II  The maximum diameter of tumor is greater than 2 cm but not
    greater than 4 cm and no cervical lymph node (or distant)
    metastasis.
III The maximum diameter of tumor is greater than 4 cm or the
    tumor has been transferred to an ipsilateral cervical lymph
    nodes, and the maximum diameter of the lymph node is no more
    than 3 cm.
IV  1. Tumor invades adjacent tissues (e.g., through the outer
    layer of bone, deep into core muscle, maxillary sinus, and skin)
    2. The number of cervical lymph node metastasis is greater than
    one (whether it is at the ipsilateral, contralateral, or both sides
    of original lesion), or the diameter of lymph node is greater
    than 3 cm.
    3. Distant metastasis has already occurred.

The present experiment was carried out after obtaining agreement from the Research Ethic Committee, College of Public Health, China Medical University, and Human Body Experiment Committee, China Medical University Hospital.

Experiment B. DNA Extraction

The oral tissue samples obtained from Experiment A was used as a source of genomic DNA samples and to extract DNA. A Gentra DNA isolation kit (Minneapolis, Minn., USA) was used to extract genomic DNA, and then a Zymo EZ DNA Methylation kit (Alameda, Calif., USA) was used to conduct modification treatment by sodium bisulfite.
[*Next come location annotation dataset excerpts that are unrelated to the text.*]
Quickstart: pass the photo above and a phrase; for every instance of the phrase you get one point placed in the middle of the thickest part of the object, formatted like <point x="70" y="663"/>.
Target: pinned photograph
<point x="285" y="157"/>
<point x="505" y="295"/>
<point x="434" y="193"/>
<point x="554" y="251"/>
In general, cytosine (C) would change to uracil (U) after the DNA was modified with sodium bisulfate, but if methylated cytosine (i.e., 5-methylcytosine, m5C) is treated with sodium bisulfite, then the form of this base will not be changed and still stay in the form of cytosine. Therefore, a nucleotide sequencing method can be used to identify the position of methylated cytosine in a DNA sequence.

Experiment C. Identification of Methylation

In this experiment, an Array of Illumina GoldenGate Methylation Cancer Panel II platform (San Diego, Calif., USA) was used to analyze the methylation state, and to identify the degree of methylation of 1505 CpG sites of 807 cancer related genes in the genomic DNA obtained in Experiment B. A universal primer 1 was used as the Cy3 marker to extend a non-methylated DNA template, and a universal primer 2 was used as the Cy5 marker to extend a methylated DNA template.

Then, an algorithm of methylation analysis was used to calculate the degree of methylation of every CpG site in the genomic DNA samples, and the degree of methylation was represented as the “β value.” The β value ranged from 0 to 1, and was calculated with the following formula:

β=Max(Cy5.0)/[Max(Cy3.0)+Max(Cy5.0)+100]

wherein, “Max” referred to the maximum value of the degree of methylation of a particular CpG site in the genomic DNA sample. If there are negative values for Cy5 or Cy3 then the “max” value was replaced by 0. The identification of methylation and calculation of β value described above can be seen in Bibikov et al, (2006) High-throughput DNA methylation profiling using universal bead arrays. Genome Res. 16: 383-393, which is entirely incorporated hereinto as a reference.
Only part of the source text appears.